News Feature | April 7, 2014

Book Review: The Trusted Advisor

Jim Roddy

By Jim Roddy, Vantiv

The Trusted Advisor

Our industry — both reseller and vendor executives — would benefit if we all followed the principles outlined in The Trusted Advisor  by David Maister, Charles Green, and Robert Galford. Successful channel companies try to help their clients; mediocre companies are just pushing products.

I just finished reading The Trusted Advisor, and, before writing this article, ran a search on the Business Solutions website to see how long we’ve been using the phrase. The first result that came up was a feature story from way back in 2002. So the channel has been talking about this forever, but have each of us actually become trusted advisors?

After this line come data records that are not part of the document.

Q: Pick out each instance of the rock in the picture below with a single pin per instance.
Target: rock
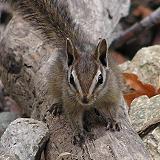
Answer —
(145, 112)
(25, 138)
(152, 142)
(6, 156)
(5, 119)
(145, 64)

The authors say that question isn’t for us to answer. Only our clients can issue the verdict of whether we are trusted us or not. I thought the most valuable part of The Trusted Advisor was a list of traits trusted advisors have in common.

The authors write that trusted advisors:

  1. Seem to understand us, effortlessly, and like us
  2. Are consistent (we can depend on them)
  3. Always help us see things from fresh perspectives
  4. Don’t try to force things on us
  5. Help us think things through (it’s our decision)
  6. Don’t substitute their judgment for ours
  7. Don’t panic or get overemotional (they stay calm)
  8. Help us think and separate our logic from our emotion
  9. Criticize us and correct us gently
  10. Don't pull their punches (we can rely on them to tell us the truth)
  11. Are in it for the long-haul (the relationship is more important than the current issue)
  12. Give us reasoning (to help us think), not just their conclusions
  13. Give us options, increase our understanding of those options, give us the recommendation, and let us choose
  14. Challenge our assumptions (help us uncover the false assumptions we've been working under)
  15. Make us feel comfortable and casual personally (but they take the issues seriously)
  16. Act like a real person, not someone in a role
  17. Are reliably on our side and always seem to have our interests at heart
  18. Remember everything we ever said (without notes)
  19. Are always honorable (they don't gossip about others, and we trust their values)
  20. Help put our issues in context, often through the use of metaphors, stories, and anecdotes (few problems are completely unique)
  21. Have a sense of humor to diffuse (our) tension in tough situations
  22. Are smart (sometimes in ways we are not)

Then the authors instruct, “Ask yourself: which of these traits do my clients think I possess?”

Better yet, how about you ask some of your best customers to review this list and give you an honest critique? Ask them of these 22 areas where they think you are the strongest and where can you improve.

Don’t let yourself off the hook by asking, “Do you think my company is weak in any of these areas?” because kind-hearted people will say no. Hold out for at least three areas where the client feels your organization could improve and ask for specifics to help you better understand their mindset.

Becoming a trusted advisor is the foundation of transitioning to the as-a-Service business model. You’re asking your clients to put their IT needs into your hands, empowering you to be proactive with their technology. They won’t pay you a monthly retainer of they don’t trust you.

I highly recommend all channel executives read The Trusted Advisor. It retails for $15.95 and is available on Amazon and through Barnes & Noble.